Malaria remains a major health problem worldwide especially in sub-Saharan Africa. In Kenya, 80% of the population is at risk of contracting the disease. Pregnant mothers and children under five years are the most affected by this disease. Antimalarial drug resistance poses a major threat in the fight against malaria necessitating continuous search for new antimalarial drugs. Due to inadequate and inaccessible health facilities, majority of people living in rural communities heavily depend on traditional medicine which involves the use of medicinal plants for the management of malaria. Most of these indigenous knowledge is undocumented and risks being lost yet such information could be useful in the search of new antimalarial agents.
Aim of study
An ethnobotanical survey was carried out among the Luhya community of Kakamega East sub-County, a malaria epidemic region, with the aim of documenting the plants used in the management of malaria.
Materials and methods
Semi-structured questionnaires were used to collect information from 21 informants who included traditional medicine practitioners and other caregivers who had experience in use of plants in management of malaria. These were drawn from 4 villages located in Kakamega East sub-county, within Kakamega County based on their differences in topography. Information recorded included plant names, parts used, mode of preparation and administration and the sources of plant materials.

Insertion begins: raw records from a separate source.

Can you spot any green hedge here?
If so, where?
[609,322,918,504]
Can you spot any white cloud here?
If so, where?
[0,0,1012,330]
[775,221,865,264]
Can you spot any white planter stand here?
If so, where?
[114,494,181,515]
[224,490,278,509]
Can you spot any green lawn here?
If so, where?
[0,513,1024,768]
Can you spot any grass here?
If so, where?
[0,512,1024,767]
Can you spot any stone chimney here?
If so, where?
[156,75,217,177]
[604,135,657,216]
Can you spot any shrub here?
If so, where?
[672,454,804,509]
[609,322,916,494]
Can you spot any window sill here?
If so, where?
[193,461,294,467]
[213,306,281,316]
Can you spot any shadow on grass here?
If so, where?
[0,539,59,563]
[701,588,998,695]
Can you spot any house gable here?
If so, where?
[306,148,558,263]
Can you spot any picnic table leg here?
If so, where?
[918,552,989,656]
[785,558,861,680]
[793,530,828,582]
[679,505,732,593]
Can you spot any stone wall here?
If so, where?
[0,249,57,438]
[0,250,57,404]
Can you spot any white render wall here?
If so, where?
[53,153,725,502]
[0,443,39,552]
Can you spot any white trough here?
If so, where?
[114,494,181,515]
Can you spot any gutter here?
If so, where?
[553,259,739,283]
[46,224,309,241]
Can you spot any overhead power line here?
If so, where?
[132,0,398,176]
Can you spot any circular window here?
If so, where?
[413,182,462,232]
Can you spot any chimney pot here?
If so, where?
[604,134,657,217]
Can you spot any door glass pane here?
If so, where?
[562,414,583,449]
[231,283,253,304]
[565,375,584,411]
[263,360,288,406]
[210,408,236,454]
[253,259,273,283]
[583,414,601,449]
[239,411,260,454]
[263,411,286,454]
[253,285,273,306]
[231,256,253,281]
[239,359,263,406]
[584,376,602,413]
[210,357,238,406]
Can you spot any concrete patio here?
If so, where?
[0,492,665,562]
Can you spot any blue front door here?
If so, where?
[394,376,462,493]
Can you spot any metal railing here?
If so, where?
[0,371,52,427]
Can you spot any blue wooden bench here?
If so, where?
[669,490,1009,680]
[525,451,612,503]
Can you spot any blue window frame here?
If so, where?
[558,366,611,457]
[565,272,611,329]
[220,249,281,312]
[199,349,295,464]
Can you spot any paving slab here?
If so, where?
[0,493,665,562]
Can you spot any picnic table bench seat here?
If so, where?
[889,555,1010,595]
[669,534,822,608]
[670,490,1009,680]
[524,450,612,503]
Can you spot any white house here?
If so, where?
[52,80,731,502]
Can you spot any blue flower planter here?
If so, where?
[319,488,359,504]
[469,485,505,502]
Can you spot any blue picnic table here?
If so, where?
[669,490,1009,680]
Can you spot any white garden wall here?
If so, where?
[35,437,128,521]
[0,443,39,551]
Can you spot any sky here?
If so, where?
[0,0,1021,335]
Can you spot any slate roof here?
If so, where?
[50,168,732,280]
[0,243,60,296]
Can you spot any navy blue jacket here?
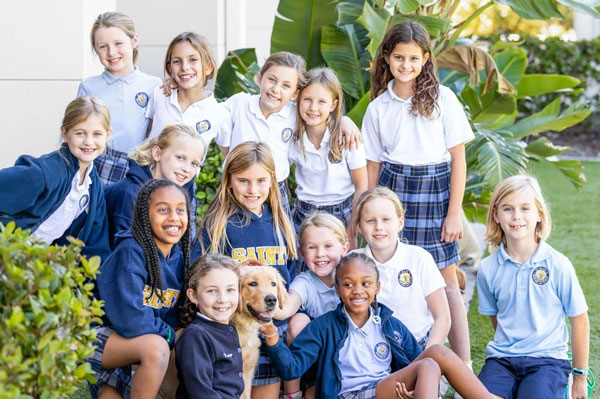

A literature search was conducted using PubMed and google scholar to identify the reported traditional uses of these plants and studied antiplasmodial activities.
In this study, 57% of the informants were aged above 50 years and a total of 61% had either no formal education or had only attained primary school education. A total of 42 plant species belonging to 24 families were identified. Most plants used in the management of malaria in this community belonged to Lamiaceae (18%), Leguminosae (9%) and Compositae (9%) plant families. Plants mostly used included Melia azedarach L, Aloe spp, Ajuga integrifolia Buch. Ham, Vernonia amygdalina Del., Rotheca myricoides (Hochst.) Steane and Mabb, Fuerstia africana T.C.E.Fr., Zanthoxylum gilletii (De Wild.) P.G.Waterman and Leucas calostachys Oliv. Rumex steudelii Hochst.ex A. Rich and Phyllanthus sepialis Müll. Arg are reported for the first time in the management of malaria. Although Clerodendrum johnstonii Oliv. ( Jeruto et al., 2011) and Physalis peruviana L.(Ramadan et al., 2015) are reported in other studies for management of malaria, no studies have been carried out to demonstrate their antiplasmodial activity.
The plant parts mostly used were the leaves (36%) and stem barks (26%). Majority of these plants were prepared as decoctions by boiling and allowed to cool before administration (66%) while infusions accounted for 28% of the preparations. The literature mined supports the use of these plants for the management of malaria since most of them have demonstrated in-vitro and in-vivo antiplasmodial activities.
Most of the reported plant species in this study have been investigated for antiplasmodial activity and are in agreement with the ethnomedical use. Two (2) plants are reported for the first time in the management of malaria. There is need for documentation and preservation of the rich ethnomedical knowledge within this community given that most of the practitioners are advanced in age and less educated. There is also the danger of over-exploitation of plant species as most of them are obtained from the wild, mainly Kakamega forest. Therefore, there is need for determining the economically and medicinally important plants in this community and planning for their preservation.